Tina Faelz: Cracking A Decades-Old Cold Case Murder

It seemed like the perfect crime. In 1984, fourteen-year-old Tina Faelz died from forty-four stab wounds, murdered, and stashed in a blind spot in Pleasanton, California. The body was left in a drainage ditch a short walk away from her house. 

There were no witnesses to Tina Faelz’s murder. There were no witnesses, barely any physical evidence at the scene, and every suspect had an alibi when she disappeared. This seems like it would be unheard of in the modern era. 

14-year-old Tina Faelz
14-year-old Tina Faelz

Home surveillance like Ring and Nest put eyes on residential streets, making it much more challenging to get away with a crime like this without leaving a witness. Phones let police track your movement and check that you are where you say you are if you’re a suspect. As a result, Steve Carlson almost got away with the murder and lived free for well over twenty years.  
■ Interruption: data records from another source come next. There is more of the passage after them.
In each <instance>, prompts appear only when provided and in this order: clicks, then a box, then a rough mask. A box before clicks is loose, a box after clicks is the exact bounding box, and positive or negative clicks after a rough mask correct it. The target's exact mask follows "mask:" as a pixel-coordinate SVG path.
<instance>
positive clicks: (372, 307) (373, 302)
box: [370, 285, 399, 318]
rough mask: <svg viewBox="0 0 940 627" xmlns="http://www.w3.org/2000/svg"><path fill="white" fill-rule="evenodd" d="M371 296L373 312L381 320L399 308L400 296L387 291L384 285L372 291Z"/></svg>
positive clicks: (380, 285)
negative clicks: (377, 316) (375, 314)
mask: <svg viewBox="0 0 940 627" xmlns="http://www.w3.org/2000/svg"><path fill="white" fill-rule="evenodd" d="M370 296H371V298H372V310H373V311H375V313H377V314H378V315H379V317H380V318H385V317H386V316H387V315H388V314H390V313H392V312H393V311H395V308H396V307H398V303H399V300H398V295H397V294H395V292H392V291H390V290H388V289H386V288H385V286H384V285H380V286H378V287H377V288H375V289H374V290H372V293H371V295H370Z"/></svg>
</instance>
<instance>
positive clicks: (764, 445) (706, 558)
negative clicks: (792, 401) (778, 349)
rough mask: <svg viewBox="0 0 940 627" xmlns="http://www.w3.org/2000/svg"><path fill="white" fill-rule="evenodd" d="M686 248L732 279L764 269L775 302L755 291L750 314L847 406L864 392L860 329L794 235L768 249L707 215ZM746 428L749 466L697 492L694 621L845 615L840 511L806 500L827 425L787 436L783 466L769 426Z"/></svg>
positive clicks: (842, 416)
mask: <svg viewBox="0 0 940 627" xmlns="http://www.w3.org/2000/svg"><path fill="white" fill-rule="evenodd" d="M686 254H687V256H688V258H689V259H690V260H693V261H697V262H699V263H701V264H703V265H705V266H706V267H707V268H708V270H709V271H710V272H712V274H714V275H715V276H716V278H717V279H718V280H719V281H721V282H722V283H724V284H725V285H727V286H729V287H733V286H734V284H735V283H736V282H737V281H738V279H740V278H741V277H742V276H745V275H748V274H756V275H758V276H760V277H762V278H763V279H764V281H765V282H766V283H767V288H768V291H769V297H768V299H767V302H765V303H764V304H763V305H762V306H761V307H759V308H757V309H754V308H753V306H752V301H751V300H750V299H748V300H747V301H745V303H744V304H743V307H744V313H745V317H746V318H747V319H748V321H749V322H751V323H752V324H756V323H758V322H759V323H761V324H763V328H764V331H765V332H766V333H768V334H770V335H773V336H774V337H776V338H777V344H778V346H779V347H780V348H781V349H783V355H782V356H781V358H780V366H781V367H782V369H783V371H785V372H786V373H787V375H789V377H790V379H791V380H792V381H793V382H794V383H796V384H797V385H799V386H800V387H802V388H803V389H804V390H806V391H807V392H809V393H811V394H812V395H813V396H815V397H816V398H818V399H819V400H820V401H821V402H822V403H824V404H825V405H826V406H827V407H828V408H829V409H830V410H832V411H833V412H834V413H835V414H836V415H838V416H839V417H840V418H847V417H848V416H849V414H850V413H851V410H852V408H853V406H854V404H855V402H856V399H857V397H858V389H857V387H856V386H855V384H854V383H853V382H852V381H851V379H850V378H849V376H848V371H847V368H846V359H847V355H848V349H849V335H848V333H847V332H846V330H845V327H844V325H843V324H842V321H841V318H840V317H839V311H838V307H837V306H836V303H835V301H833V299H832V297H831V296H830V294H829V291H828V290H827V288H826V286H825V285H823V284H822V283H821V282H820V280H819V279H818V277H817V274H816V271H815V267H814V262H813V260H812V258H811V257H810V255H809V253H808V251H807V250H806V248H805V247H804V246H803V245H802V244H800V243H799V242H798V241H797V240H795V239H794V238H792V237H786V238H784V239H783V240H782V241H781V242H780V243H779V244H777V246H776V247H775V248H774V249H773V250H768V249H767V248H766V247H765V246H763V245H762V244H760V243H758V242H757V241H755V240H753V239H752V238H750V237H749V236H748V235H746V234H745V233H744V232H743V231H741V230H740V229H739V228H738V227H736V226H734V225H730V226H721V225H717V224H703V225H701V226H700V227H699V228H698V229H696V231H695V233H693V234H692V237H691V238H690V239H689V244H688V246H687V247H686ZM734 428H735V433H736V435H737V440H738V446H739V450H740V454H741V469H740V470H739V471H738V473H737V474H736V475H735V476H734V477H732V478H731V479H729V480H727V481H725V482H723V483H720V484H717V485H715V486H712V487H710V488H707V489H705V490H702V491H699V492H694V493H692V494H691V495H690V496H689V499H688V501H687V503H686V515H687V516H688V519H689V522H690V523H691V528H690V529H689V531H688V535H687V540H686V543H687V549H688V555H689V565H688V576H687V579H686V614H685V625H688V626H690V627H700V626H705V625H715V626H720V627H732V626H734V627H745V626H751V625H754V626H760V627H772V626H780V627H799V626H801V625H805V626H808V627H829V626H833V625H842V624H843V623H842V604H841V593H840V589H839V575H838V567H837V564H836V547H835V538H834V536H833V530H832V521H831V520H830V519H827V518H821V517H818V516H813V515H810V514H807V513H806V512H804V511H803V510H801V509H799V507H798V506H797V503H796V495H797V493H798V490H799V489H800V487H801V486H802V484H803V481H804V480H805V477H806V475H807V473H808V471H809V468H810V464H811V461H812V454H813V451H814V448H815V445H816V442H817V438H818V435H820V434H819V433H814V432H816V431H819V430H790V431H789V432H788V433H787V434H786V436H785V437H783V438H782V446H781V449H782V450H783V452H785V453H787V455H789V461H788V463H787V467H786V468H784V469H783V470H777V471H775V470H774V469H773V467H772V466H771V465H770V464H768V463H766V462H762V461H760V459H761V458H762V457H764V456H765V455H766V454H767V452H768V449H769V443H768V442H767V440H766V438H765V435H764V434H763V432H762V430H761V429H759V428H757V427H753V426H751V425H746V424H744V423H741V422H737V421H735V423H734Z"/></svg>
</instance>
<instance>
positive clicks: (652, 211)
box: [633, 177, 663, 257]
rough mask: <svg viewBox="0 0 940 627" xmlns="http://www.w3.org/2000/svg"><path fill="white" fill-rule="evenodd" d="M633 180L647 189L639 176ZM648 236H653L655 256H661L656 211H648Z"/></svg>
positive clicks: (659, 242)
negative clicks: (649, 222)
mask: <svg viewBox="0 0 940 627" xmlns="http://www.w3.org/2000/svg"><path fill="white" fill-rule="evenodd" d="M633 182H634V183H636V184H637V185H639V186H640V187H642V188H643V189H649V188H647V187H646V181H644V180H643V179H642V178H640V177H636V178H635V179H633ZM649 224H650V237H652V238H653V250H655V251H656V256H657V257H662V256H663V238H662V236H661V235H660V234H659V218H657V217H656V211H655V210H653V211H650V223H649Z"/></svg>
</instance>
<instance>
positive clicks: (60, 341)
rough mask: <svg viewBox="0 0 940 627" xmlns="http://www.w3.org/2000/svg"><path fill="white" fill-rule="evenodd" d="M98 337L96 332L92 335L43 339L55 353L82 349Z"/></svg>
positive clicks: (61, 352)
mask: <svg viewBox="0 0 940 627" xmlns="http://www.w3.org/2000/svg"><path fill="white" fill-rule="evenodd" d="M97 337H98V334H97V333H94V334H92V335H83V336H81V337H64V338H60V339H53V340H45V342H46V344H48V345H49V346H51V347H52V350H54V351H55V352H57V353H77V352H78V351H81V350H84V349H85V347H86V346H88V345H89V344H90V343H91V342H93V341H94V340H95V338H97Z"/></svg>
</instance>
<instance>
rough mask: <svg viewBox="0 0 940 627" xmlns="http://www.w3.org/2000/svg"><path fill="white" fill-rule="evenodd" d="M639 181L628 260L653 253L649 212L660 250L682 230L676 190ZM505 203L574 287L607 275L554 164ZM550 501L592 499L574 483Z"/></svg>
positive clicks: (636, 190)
Joshua Suchon’s true-crime story Murder in Pleasanton: Tina Faelz and the Search for Justice tells this remarkable story of a murder investigation that started strong but fizzled out into a cold case. It tells the story of a mistrustful community, drug and alcohol abuse, and resentment towards the police, who failed to give the story an ending. Most importantly, it tells the story of DNA testing, a new science at the time that would someday solve the case.  
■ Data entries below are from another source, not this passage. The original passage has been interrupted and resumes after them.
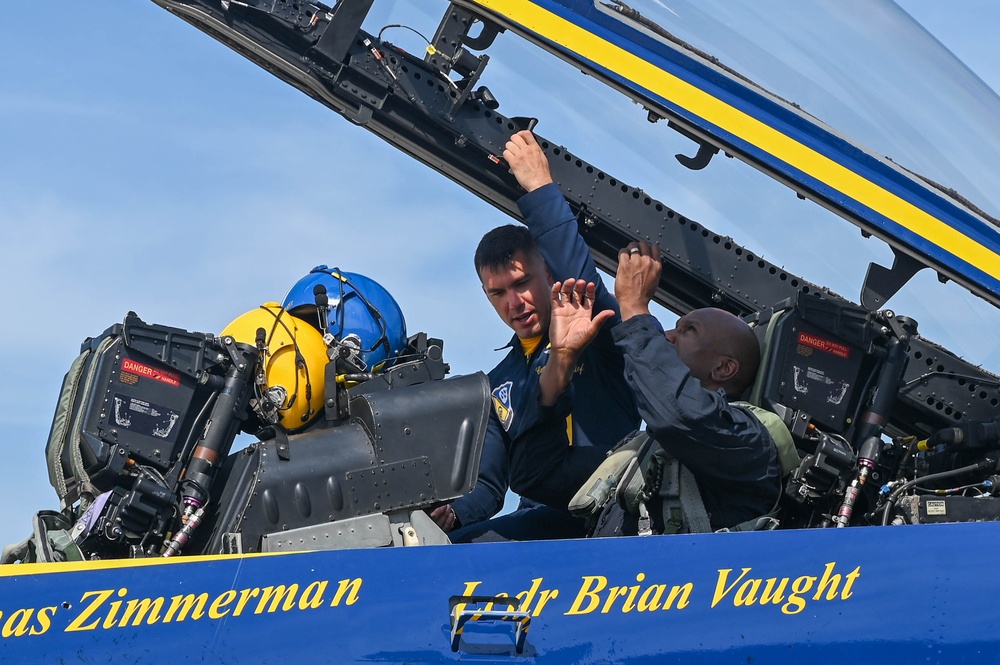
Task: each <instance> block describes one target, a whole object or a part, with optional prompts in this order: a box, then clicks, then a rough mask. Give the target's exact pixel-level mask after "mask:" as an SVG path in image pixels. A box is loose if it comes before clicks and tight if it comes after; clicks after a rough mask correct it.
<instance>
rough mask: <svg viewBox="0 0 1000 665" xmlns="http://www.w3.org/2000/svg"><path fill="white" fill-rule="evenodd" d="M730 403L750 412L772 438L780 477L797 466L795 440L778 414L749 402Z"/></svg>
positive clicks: (788, 472) (785, 475) (796, 455)
mask: <svg viewBox="0 0 1000 665" xmlns="http://www.w3.org/2000/svg"><path fill="white" fill-rule="evenodd" d="M731 404H732V405H733V406H741V407H743V408H744V409H746V410H747V411H749V412H750V413H752V414H753V415H754V416H755V417H756V418H757V420H759V421H760V422H761V424H762V425H764V428H765V429H766V430H767V432H768V434H770V435H771V438H772V439H774V446H775V447H776V448H777V449H778V462H779V463H780V464H781V476H782V477H785V476H787V475H788V474H790V473H791V472H792V471H794V470H795V469H797V468H799V461H800V460H799V452H798V450H796V449H795V440H794V439H792V433H791V432H790V431H789V430H788V427H787V426H786V425H785V423H784V421H783V420H781V417H780V416H779V415H778V414H776V413H774V412H773V411H768V410H767V409H764V408H761V407H759V406H756V405H754V404H751V403H750V402H731Z"/></svg>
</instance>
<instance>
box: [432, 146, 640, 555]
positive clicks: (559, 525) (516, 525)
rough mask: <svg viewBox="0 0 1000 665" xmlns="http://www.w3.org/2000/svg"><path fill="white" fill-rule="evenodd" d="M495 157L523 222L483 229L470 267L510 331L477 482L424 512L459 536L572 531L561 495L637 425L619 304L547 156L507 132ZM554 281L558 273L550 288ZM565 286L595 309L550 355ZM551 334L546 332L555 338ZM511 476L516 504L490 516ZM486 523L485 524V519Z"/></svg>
mask: <svg viewBox="0 0 1000 665" xmlns="http://www.w3.org/2000/svg"><path fill="white" fill-rule="evenodd" d="M504 159H505V160H506V161H507V164H508V165H509V166H510V168H511V171H512V172H513V174H514V176H515V178H517V181H518V183H520V185H521V186H522V187H523V188H524V189H525V190H526V191H527V194H525V195H524V196H523V197H522V198H521V199H520V200H519V201H518V207H519V208H520V209H521V213H522V216H523V218H524V223H525V226H526V228H525V227H518V226H513V225H512V226H504V227H499V228H497V229H494V230H492V231H490V232H489V233H487V234H486V235H485V236H484V237H483V239H482V241H481V242H480V244H479V247H478V248H477V250H476V257H475V266H476V272H477V274H478V275H479V278H480V280H481V281H482V285H483V291H484V292H485V293H486V296H487V298H489V300H490V304H492V305H493V307H494V309H495V310H496V312H497V314H498V315H499V316H500V318H501V319H502V320H503V321H504V323H506V324H507V325H508V326H509V327H510V328H511V329H512V330H513V331H514V337H513V339H512V340H511V342H510V343H509V344H508V345H507V346H508V348H509V351H508V353H507V356H506V357H505V358H504V359H503V361H501V362H500V364H499V365H497V366H496V367H495V368H494V369H493V371H491V372H490V375H489V376H490V386H491V389H492V400H493V407H494V408H493V411H492V413H491V416H490V421H489V426H488V429H487V433H486V442H485V444H484V448H483V455H482V461H481V463H480V467H479V481H478V483H477V484H476V487H475V489H474V490H473V491H472V492H471V493H470V494H468V495H467V496H464V497H462V498H460V499H457V500H456V501H455V502H454V503H452V504H450V505H447V506H441V507H439V508H437V509H435V511H433V512H432V517H434V519H435V521H436V522H437V523H438V524H439V525H440V526H441V527H442V528H443V529H444V530H445V531H452V530H453V529H456V528H458V527H464V528H462V529H461V530H459V531H454V532H453V533H452V538H453V540H455V541H456V542H468V541H473V540H475V541H483V540H527V539H549V538H571V537H580V536H583V535H585V534H586V525H585V523H584V521H583V520H581V519H578V518H575V517H573V516H571V515H570V514H569V512H568V510H567V505H568V503H569V500H570V499H571V498H572V496H573V494H574V493H575V492H576V491H577V490H578V489H579V487H580V485H581V484H582V483H583V482H584V481H586V480H587V478H588V477H589V476H590V474H591V473H592V472H593V471H594V470H595V469H596V468H597V466H598V465H599V464H600V463H601V461H603V460H604V458H605V455H606V453H607V451H608V450H609V449H611V448H612V447H613V446H614V445H615V444H616V443H617V442H618V441H619V440H621V439H622V438H623V437H624V436H626V435H628V434H629V433H630V432H632V431H634V430H635V429H636V428H637V427H638V425H639V417H638V413H637V410H636V403H635V398H634V397H633V395H632V391H631V390H630V389H629V387H628V386H627V384H626V383H625V379H624V374H623V370H624V361H623V358H622V354H621V352H620V351H618V350H617V349H616V348H615V345H614V341H613V340H612V338H611V333H610V328H611V327H612V326H613V325H614V324H616V323H618V322H619V321H620V316H619V314H618V305H617V303H616V302H615V299H614V298H613V297H612V295H611V294H610V293H609V292H608V290H607V289H606V288H605V286H604V284H603V283H602V282H601V279H600V276H599V275H598V273H597V267H596V265H595V264H594V261H593V258H592V257H591V255H590V250H589V249H588V247H587V245H586V243H585V242H584V241H583V238H581V237H580V234H579V231H578V230H577V225H576V220H575V217H574V215H573V213H572V211H571V210H570V208H569V206H568V205H567V203H566V200H565V198H564V197H563V195H562V192H561V191H560V190H559V188H558V186H557V185H556V184H555V183H554V182H553V180H552V176H551V174H550V172H549V165H548V161H547V159H546V157H545V153H544V152H543V151H542V149H541V147H540V146H539V145H538V143H537V141H536V140H535V137H534V136H533V135H532V134H531V133H530V132H526V131H524V132H519V133H517V134H515V135H514V136H512V137H511V139H510V141H509V142H508V143H507V145H506V149H505V150H504ZM553 278H554V279H556V280H561V281H560V282H556V284H555V285H553ZM557 291H558V292H559V293H563V292H566V297H567V299H569V300H573V302H575V303H580V302H583V303H585V304H586V306H587V307H588V312H590V311H592V310H593V311H598V312H599V314H598V315H597V316H595V317H594V318H593V319H591V318H590V317H589V316H588V317H587V321H586V322H583V323H577V324H575V325H572V326H569V327H568V330H566V331H565V335H566V336H568V338H572V337H573V336H581V335H582V336H584V337H586V338H587V339H588V340H589V339H593V341H592V342H590V343H589V344H572V343H570V342H569V340H568V338H567V339H562V340H560V341H559V344H558V347H559V348H571V349H572V350H571V351H569V352H565V353H564V352H558V353H552V351H551V347H550V344H549V342H550V340H549V333H550V330H549V326H550V321H551V316H552V308H551V305H550V302H551V298H552V296H553V294H554V293H556V292H557ZM553 341H555V340H553ZM508 485H509V486H510V487H511V489H513V490H514V491H515V492H517V493H518V494H520V495H521V497H522V503H521V507H520V508H519V509H518V510H517V511H515V512H514V513H511V514H509V515H504V516H502V517H499V518H496V519H493V520H489V518H491V517H492V516H493V515H495V514H496V513H497V512H498V511H499V509H500V508H501V507H502V506H503V501H504V496H505V494H506V491H507V487H508ZM485 520H489V522H485Z"/></svg>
Steve Carlson Was Always A Suspect

When you think of a cold case, you typically think the police are lacking convincing suspects. For example, Joseph DeAngelo wasn’t even on the police’s radar as the Golden State Killer.  
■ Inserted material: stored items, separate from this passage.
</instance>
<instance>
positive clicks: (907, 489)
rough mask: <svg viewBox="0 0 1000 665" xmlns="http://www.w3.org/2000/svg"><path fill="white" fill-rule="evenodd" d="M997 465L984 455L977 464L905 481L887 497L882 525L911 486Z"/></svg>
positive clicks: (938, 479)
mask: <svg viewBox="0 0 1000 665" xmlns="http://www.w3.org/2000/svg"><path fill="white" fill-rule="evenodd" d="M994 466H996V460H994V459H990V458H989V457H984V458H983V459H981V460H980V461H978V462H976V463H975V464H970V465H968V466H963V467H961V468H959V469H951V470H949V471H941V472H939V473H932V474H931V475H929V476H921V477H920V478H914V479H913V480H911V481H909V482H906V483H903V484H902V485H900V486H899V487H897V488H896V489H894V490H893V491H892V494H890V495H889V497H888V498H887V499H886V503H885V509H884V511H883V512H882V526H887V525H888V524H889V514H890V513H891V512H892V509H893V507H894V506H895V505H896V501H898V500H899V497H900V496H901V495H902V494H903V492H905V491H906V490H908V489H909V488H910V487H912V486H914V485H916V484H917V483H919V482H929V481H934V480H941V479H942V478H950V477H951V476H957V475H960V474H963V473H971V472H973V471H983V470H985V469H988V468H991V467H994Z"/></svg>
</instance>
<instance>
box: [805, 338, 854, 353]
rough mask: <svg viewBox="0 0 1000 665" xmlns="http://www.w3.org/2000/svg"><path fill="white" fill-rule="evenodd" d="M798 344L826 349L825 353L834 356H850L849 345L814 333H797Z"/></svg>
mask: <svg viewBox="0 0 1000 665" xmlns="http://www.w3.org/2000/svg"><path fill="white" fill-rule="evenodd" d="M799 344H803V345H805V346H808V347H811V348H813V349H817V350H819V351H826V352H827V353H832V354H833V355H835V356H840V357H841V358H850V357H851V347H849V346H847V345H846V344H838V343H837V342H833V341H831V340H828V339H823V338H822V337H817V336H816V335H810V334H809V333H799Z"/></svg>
Steve Carlson, the murderer of Tian Faelz, then and now
Steve Carlson – Then and Now

In this case, Steve Carlson was one of the suspects early on, but they couldn’t directly tie him to the murder. Carlson was antisocial and alcoholic. Before he eventually moved away from Pleasanton, Carlson had even implied to his peers that he had a part in her murder. He also repeatedly refused to deny his involvement in Tina Faelz’s murder to his peers.

Little did he know, he left one critical piece of evidence behind, a speck of blood. One of the only pieces of evidence left at the scene was Tina Faelz’s purse. Police found it covered in blood hanging from a tree, thrown there by the murderer. Unfortunately, there was nothing the investigators could do with 1980s forensic technology. The purse sat silently in storage as the case grew colder and colder.  

The Tina Faelz Case Years Later

By 2011, almost three decades since Tina Faelz’s death, DNA testing had come a long way. At FBI headquarters in Quantico, the FBI ran some tests on the purse that revealed something interesting – the blood wasn’t just Faelz’s. They found some male DNA mixed in, and they were sure it belonged to Steve Carlson. Funny enough, Carlson would have skated by if his DNA wasn’t already in their database. Sadly, his addiction landed him in jail many times over the last few years.  

Steve Carlson at the Tina Faelz murder trial
Steve Carlson at the Tina Faelz murder trial – D. Ross Cameron/East Bay Times

Because there’s no statute of limitations for murder, the police immediately arrested Steve Carlson. At the center of the case was the purse, which was the only compelling piece of evidence the prosecution had. Carlson’s defense tried to argue that there’s no way to determine when his blood came in contact with her purse, and the court should throw it out. Thankfully, the judge allowed the purse as evidence.

The absence of any biological material except her and Carlson’s blood left the jury without any doubt. Carlson had murdered Tina Faelz. The overwhelming evidence and the fact that he stabbed her forty-four time led the court to convict him of murder in the first degree. The state sentenced him to twenty-six years in prison. 

In 2017, a Court of Appeal reduced his sentence to second-degree murder. The reasoning was that the prosecution was unable to prove the murder was premeditated. 

Steve Carlson’s Confession

For a long time, Steve Carlson maintained his innocence. More recently, the parole board shared letters Faelz wrote to Tina and her family as part of the parole process. In these letters, he finally admitted to the 1984 murder and revealed what happened that day. 

On the day of the murder, Steve Carlson was bullied and thrown in a Foothill High School dumpster by the football team. He didn’t intend to kill Faelz, but he was drunk and angry about the earlier confrontation.

The enraged Carlson grabbed a kitchen knife and walked across the street into a field where Tina Faelz happened to be taking a shortcut home from school and murdered her.

Now the state reduced his charges to 2nd-degree murder, he is up for parole in 2023.